OLPC Software Code Localization - A Few Things I've Noticed

Ed Trager ed.trager at gmail.com
Fri Oct 26 15:54:53 EDT 2007


Hi, everyone,

In response to Xavier Alvarez' request on 10/25 for translators and
coordinators, I decided to get off the sidelines and take a look at
OLPC's new Pootle-based L10N infrastructure.

Here are a few things I noticed which I think will be of general
interest and concern:

(0) CASING/NAMING OF PO FILES PROBLEM:

      (Upper/Lower) Casing of names of po files is inconsistent: For
example, in Core there is
      "journal-activity.Journal.po" with upper case "J" for the 2nd
occurrence of "Journal" but
      then why isn't "write.write.po" written "write.Write.po"?
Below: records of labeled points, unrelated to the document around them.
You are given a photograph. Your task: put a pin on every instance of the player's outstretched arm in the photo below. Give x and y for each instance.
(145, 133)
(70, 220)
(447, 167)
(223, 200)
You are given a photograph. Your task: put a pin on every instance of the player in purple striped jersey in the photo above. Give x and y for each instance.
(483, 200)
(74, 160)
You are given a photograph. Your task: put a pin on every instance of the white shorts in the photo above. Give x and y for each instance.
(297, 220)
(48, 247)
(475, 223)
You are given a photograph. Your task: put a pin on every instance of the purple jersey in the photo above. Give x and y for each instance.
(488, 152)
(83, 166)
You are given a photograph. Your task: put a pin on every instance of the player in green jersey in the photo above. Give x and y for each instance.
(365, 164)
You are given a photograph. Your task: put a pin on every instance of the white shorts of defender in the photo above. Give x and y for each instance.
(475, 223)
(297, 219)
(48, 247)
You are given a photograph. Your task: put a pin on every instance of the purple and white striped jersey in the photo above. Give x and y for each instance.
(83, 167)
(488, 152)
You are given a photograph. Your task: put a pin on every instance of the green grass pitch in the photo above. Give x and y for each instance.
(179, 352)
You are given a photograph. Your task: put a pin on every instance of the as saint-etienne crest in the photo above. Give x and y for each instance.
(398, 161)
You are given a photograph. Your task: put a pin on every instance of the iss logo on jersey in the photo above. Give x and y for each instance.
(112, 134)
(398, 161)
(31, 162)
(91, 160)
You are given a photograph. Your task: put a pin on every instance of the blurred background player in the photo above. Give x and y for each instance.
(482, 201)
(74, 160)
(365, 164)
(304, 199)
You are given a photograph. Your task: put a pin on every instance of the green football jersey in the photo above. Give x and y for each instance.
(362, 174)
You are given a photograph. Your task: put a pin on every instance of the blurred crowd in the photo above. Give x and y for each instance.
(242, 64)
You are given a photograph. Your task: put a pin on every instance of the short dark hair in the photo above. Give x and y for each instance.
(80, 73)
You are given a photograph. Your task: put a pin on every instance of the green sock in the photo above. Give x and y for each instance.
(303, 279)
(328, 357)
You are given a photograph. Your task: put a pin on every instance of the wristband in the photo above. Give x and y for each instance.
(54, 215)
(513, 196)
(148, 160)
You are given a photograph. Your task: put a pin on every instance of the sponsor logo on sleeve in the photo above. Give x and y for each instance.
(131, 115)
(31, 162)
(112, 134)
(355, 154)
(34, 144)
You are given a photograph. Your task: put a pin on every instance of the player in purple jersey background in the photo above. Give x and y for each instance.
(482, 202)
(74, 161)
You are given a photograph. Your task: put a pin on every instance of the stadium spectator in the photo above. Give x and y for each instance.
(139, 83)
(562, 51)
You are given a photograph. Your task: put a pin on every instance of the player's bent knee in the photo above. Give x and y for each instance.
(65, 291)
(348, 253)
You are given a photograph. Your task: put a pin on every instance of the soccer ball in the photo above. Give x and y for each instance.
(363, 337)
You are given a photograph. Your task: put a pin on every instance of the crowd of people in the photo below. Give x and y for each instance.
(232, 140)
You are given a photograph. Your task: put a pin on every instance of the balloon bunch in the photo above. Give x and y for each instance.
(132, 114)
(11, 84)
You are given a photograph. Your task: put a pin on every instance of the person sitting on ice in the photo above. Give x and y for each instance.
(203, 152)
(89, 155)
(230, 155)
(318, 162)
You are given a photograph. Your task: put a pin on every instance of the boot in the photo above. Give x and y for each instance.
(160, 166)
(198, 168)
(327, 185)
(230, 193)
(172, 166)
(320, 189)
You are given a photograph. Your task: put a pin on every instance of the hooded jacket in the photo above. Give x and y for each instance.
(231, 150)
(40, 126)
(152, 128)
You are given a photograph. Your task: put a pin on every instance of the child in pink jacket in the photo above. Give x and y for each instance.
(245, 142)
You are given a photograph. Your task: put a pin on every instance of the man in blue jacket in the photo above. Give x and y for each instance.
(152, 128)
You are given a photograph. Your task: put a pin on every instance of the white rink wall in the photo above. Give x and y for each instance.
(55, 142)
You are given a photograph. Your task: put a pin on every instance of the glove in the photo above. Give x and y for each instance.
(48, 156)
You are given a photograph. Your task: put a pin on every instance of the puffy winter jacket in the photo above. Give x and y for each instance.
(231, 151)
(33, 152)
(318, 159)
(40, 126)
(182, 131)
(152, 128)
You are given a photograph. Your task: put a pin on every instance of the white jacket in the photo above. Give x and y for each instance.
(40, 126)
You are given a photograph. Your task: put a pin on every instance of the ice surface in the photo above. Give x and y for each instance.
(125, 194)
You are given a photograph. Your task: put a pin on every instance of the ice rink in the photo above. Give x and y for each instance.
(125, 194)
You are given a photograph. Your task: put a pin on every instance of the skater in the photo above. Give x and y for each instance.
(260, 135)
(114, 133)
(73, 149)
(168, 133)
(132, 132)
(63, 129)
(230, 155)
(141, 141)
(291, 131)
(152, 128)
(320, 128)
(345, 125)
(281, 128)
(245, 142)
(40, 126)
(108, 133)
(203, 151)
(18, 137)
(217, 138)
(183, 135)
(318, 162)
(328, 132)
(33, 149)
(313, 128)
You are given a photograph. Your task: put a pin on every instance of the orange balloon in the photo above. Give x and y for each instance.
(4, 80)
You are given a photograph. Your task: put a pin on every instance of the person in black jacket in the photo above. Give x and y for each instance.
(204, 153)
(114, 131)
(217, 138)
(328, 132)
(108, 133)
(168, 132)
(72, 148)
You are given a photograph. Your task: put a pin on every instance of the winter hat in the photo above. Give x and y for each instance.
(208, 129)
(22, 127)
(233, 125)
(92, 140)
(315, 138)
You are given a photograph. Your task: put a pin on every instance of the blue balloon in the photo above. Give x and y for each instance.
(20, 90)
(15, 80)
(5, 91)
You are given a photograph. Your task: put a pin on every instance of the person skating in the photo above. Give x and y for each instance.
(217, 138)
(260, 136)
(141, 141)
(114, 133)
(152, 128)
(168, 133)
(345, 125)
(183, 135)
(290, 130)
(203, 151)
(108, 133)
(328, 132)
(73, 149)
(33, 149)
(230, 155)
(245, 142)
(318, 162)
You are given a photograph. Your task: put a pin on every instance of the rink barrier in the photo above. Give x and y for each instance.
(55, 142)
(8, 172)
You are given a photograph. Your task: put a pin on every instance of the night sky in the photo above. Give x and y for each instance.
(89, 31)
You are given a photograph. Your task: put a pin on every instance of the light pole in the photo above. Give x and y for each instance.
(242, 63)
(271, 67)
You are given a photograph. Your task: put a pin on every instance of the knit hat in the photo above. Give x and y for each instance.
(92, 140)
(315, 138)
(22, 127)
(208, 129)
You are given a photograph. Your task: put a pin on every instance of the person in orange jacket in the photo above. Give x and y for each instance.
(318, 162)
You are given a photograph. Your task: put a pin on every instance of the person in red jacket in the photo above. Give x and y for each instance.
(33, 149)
      This is a small point, but consistent and inuitive naming of
these PO files will help
      everyone. Or am I just failing to understand or intuit what the
pattern is supposed to be
      here?

(1)  INCONSISTENT NUMBER OF MSGIDs ACROSS DIFFERENT LANGUAGES:

       The other day when I looked at write.write.po for French, there
were only 10
       messages in the catalog.  Today, I see that there are 36
messages which looks a
       lot closer to what I myself get from "xgettext toolbar.py" on
the latest code.
       However, when I
       checked write.write.po for Thai today, I see that it still has
only 10 messages.

       Solution (Or at least  A Question Posing As A Possible Solution):

       Does everyone agree that there needs to be a way that all of
the ".po" files for
       all languages get updated with the  latest messages  extracted
via "xgettext"
       from the latest codebase (toolbar.py, etc.)?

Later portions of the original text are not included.